# Need Some Help With Zombie Make-Up



## Llasd87 (Aug 7, 2013)

Ok so every year I help my friend do a zombie makeup for a big band concert his high school does called Pumpkin Pops. It's right before Halloween so everyone comes in costumes, and they have awards for best costume and scariest costume. I have won these awards for the make up I have done on him for the past two years. Now the make ups were ok, but this year is his senior year and I want to do something crazy and special and over the top for him because he is one of my best friends and this is his last pumpkin pops concert. I have more experience with props than make up, but I originally set out to do make up, and this will be my first one in 8 months. Does anyone have any ideas or tutorials on how to do an awesome zombie makeup or other creature make up that is easy but thrilling? All ideas are welcome!


----------



## shannibal (Aug 14, 2013)

I've learned a lot by browsing youtube.....I do better with watching a step-by-step tutorial than with trying to read through directions and imagining what it SHOULD look like. =)


----------



## Wildcat (Nov 3, 2007)

I usually prefer my zombie look to actually look like it was once human. Meaning I don't like the overly green or stylized zombies with big racoon eyes. Now sometimes I do go a bit overboard with the wounds/prosthetics but I try and keep the base colour as close to a flesh tone as possible like below.










Not like this.


----------



## Instant Monsters (Aug 23, 2012)

Are you wanting to go the prosthetic route, or just paint, highlight and shadow?


----------



## highbury (Nov 5, 2009)

Depending on when the show is, I would place an order on some colored contact lenses. They really add a lot, especially if you do a lot of color detail around the eyes. It will make for a strong focal point.


----------



## goneferal (Sep 8, 2010)

The contact lenses are the best. I have blackout ones that freak people out every time.


----------



## MortalMagus (Sep 5, 2013)

A zombie band sounds neat, a guy recently hired me to do a zombie Kurt Cobain and zombie Sid Vicious and I would also love some pointers on zombie makeup.


----------



## debbie5 (Mar 2, 2007)

All I can say is: PRACTICE the makeup first.

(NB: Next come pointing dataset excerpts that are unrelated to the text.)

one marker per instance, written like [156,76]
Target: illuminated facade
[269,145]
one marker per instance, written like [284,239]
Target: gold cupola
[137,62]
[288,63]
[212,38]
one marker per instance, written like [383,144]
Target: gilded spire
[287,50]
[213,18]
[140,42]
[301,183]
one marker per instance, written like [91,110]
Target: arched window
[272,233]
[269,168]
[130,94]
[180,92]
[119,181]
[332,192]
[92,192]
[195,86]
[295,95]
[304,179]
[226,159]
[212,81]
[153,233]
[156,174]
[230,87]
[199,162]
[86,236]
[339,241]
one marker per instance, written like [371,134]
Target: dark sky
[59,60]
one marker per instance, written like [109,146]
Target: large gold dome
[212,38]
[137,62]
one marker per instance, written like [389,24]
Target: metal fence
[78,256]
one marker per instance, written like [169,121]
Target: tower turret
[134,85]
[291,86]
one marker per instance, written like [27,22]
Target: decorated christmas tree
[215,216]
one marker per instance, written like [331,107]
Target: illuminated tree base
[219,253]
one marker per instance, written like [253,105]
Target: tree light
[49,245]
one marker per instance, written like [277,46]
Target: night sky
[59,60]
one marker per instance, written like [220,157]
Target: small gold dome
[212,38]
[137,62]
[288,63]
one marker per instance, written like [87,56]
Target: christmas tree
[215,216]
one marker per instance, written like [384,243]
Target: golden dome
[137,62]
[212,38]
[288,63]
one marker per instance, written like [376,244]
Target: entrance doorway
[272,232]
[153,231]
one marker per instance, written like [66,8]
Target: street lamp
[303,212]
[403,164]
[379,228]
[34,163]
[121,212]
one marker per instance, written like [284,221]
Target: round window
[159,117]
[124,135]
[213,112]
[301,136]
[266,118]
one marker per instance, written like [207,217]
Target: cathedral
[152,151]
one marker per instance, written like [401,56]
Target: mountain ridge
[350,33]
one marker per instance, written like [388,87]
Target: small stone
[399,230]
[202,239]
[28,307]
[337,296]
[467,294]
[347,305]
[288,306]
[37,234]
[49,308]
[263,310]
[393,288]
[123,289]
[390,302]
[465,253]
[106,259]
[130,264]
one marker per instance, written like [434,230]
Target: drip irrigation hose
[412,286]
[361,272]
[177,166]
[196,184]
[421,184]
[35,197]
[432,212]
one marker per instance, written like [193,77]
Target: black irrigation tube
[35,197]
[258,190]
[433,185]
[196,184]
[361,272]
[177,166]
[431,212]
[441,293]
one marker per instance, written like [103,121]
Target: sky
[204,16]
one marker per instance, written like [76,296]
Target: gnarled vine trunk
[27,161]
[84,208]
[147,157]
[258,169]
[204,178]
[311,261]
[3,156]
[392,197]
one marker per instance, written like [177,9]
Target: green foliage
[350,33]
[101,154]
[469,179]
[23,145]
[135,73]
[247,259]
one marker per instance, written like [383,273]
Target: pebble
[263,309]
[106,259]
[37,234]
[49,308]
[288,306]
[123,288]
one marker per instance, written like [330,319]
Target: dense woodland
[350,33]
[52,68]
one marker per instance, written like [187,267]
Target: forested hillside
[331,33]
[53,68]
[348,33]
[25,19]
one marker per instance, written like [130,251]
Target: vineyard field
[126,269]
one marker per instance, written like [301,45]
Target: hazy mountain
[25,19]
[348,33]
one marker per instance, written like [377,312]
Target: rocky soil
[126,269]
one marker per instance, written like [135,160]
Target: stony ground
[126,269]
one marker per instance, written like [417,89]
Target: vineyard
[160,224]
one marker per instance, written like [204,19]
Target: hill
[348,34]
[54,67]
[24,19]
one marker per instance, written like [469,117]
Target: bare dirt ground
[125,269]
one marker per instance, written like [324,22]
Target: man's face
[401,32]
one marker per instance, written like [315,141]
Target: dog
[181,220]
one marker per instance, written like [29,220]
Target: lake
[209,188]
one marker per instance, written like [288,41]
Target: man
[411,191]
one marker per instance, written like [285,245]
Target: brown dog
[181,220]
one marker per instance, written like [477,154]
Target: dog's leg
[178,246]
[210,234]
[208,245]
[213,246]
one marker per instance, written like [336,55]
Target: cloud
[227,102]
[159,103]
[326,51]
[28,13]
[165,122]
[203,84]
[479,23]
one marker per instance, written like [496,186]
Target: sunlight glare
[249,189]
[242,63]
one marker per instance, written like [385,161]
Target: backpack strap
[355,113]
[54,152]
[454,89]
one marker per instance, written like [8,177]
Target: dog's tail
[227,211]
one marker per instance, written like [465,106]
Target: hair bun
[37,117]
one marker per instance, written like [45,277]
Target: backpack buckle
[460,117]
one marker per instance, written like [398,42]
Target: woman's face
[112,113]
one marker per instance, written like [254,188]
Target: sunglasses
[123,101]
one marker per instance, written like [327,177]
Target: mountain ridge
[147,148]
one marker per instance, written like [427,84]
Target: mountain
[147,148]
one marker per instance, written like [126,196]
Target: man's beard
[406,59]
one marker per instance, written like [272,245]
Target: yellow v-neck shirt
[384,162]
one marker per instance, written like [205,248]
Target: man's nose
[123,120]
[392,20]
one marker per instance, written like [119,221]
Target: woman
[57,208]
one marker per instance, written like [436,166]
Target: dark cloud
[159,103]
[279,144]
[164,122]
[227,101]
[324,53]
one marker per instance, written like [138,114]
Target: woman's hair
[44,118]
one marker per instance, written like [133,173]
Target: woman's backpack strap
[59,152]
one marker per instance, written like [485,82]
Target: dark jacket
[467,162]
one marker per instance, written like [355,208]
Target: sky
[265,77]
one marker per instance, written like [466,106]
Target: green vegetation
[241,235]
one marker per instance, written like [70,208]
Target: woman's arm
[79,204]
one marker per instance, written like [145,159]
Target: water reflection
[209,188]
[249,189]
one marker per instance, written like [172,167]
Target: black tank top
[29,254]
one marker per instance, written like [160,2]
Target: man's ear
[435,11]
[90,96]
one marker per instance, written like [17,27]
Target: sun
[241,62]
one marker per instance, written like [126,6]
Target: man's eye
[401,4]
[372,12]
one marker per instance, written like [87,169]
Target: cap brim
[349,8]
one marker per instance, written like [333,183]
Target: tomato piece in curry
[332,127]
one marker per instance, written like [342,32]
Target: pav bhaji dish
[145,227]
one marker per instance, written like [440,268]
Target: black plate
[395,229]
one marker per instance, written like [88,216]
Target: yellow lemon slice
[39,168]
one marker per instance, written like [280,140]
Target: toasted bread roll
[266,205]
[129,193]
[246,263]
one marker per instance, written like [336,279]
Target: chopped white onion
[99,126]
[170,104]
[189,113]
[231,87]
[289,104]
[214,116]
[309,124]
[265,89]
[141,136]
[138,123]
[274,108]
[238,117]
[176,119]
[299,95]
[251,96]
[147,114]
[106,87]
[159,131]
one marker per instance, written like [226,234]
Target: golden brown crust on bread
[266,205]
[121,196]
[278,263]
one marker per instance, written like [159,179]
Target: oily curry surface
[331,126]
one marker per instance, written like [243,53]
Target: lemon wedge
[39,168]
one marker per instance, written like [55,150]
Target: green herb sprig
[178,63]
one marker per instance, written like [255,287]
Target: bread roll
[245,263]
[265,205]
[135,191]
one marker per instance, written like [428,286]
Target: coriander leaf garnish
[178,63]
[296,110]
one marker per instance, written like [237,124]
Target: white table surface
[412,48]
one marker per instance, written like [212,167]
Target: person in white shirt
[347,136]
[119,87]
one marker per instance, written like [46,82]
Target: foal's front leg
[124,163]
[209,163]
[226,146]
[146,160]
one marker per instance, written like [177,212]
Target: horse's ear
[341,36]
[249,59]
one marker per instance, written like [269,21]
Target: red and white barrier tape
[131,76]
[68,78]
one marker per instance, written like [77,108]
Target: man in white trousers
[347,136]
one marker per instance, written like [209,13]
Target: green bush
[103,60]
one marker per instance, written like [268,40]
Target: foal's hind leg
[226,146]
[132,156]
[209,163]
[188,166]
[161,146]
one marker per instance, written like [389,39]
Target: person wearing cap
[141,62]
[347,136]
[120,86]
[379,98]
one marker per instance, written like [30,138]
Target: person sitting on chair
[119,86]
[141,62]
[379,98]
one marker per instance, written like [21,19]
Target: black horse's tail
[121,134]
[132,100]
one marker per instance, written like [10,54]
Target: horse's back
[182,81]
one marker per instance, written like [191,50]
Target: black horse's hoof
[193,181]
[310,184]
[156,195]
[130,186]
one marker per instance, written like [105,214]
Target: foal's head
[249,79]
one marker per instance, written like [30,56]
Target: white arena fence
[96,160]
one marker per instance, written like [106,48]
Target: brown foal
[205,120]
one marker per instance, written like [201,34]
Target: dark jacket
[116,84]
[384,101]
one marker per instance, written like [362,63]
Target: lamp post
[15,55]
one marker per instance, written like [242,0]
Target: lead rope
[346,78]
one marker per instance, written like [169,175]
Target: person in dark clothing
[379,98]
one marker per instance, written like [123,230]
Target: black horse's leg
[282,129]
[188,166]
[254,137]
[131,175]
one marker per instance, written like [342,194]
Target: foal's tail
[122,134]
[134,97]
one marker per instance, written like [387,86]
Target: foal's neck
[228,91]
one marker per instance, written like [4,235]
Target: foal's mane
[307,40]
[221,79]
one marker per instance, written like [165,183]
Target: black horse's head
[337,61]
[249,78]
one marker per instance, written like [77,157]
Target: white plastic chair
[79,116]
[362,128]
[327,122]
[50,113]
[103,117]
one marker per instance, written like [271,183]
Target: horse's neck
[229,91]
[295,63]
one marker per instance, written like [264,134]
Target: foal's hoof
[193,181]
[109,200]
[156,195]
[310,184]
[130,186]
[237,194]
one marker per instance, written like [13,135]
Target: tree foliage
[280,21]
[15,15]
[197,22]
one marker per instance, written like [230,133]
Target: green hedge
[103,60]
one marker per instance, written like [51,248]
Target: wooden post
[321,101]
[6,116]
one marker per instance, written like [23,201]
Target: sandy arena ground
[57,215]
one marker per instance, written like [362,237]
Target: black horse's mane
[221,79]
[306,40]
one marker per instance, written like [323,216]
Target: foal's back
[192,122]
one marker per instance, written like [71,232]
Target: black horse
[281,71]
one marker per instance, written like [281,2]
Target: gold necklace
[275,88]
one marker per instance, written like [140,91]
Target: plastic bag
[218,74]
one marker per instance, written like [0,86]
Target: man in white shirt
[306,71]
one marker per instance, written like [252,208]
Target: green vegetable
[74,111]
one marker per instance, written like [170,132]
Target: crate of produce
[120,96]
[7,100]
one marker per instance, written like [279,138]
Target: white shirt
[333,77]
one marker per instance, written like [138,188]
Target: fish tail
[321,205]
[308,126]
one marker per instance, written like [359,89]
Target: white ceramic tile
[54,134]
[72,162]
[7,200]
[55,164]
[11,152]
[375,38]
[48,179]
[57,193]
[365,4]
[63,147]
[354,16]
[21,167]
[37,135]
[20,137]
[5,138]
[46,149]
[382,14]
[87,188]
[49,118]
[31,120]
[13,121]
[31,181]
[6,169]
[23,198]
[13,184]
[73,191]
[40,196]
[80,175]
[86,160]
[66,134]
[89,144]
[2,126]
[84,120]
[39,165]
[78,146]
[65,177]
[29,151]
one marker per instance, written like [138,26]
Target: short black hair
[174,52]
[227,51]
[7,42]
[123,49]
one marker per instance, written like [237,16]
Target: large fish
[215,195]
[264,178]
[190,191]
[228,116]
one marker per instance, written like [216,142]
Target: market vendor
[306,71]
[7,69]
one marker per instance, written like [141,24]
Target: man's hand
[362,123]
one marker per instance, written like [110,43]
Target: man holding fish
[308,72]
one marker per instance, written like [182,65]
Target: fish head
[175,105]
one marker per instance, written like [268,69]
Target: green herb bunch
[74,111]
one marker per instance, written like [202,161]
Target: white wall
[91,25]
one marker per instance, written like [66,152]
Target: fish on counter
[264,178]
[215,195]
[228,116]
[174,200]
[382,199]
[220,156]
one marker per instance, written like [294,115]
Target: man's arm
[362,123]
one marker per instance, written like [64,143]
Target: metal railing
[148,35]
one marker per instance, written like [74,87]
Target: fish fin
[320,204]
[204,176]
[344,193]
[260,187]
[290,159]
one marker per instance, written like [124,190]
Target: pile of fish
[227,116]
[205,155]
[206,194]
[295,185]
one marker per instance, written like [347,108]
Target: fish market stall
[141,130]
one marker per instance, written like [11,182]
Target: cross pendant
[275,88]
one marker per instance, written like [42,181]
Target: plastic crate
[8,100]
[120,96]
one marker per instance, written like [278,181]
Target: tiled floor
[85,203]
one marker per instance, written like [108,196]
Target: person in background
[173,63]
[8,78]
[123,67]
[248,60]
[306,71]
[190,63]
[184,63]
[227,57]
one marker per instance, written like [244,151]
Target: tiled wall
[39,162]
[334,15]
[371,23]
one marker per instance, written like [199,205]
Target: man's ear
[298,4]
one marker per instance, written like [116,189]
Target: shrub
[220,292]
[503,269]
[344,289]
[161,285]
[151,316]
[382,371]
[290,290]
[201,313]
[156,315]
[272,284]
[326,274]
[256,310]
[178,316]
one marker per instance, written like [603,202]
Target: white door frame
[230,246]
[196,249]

Note the time you started, and if you get a result you like note how long it took you to do it, and then **take a picture of it** for reference to do it again. Makeup usually takes MUCH longer to do than anticipated. Good luck!!


----------



## MommaMoose (May 15, 2010)

Do try to stay with a more natural palette like Wildcat said. The blue/grey zombies just look cheap. If you don't plan on doing any prosthetic pieces, liquid latex makes for some wonderful peeling skin. (Just make sure that he doesn't have a latex allergy)


----------



## Llasd87 (Aug 7, 2013)

A little of both


----------